Part V: Language Models

How do Transformers become language models like GPT? Through a simple objective applied at unprecedented scale: predict the next token. This part explains how next-token prediction, combined with massive datasets and careful training methods, produces systems with surprising capabilities.

Language models are Transformers trained to predict what comes next. Given a sequence of words, predict the next word. This self-supervised task requires no labeled data—just text. The model learns patterns in language by trying to predict billions of examples.

We start with next-token prediction as the core task. Why does this simple objective work? Because predicting the next word requires understanding syntax, semantics, facts, and context. A model that predicts well has learned something about language structure.

Pretraining is where capabilities emerge. Models train on vast text corpora—books, websites, code—learning general patterns in language. This unsupervised learning creates models with broad knowledge that can be specialized for specific tasks.

Fine-tuning adapts pretrained models to specific applications. Take a model trained on general text and continue training on task-specific data. This transfer learning is efficient: general capabilities transfer, only task-specific adjustments are needed.
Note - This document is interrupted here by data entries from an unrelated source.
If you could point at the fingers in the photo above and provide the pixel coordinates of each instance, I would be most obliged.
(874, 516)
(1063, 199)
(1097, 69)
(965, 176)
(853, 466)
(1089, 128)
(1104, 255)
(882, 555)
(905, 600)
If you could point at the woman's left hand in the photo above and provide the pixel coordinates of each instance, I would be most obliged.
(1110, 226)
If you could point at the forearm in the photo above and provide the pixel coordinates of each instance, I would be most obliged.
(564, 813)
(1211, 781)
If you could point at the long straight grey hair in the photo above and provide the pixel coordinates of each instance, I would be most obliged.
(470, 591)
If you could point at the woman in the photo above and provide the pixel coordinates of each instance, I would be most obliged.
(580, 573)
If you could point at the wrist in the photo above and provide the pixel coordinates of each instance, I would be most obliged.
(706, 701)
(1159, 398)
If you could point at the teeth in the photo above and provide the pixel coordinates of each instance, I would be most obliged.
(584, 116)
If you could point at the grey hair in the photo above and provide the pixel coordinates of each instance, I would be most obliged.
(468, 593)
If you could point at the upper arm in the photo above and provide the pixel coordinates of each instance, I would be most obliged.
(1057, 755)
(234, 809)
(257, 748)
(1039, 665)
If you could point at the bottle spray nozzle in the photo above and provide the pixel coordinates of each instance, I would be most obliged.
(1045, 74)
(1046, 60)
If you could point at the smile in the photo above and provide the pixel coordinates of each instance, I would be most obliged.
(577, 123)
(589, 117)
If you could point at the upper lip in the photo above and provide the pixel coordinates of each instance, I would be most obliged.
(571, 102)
Reinforcement learning from human feedback aligns models with human preferences. Predicting the next token doesn’t ensure helpful or truthful outputs. RLHF adjusts model behavior based on human judgments of quality, safety, and usefulness.

Emergent abilities appear at scale: chain-of-thought reasoning, in-context learning, instruction following. These weren’t explicitly trained but emerge from next-token prediction on large enough models with enough data. The mechanisms aren’t fully understood, but the pattern is clear.

After this part, you’ll understand what language models are and how they’re trained. But models alone don’t make systems. Part VI shows how to build production applications using these models as components.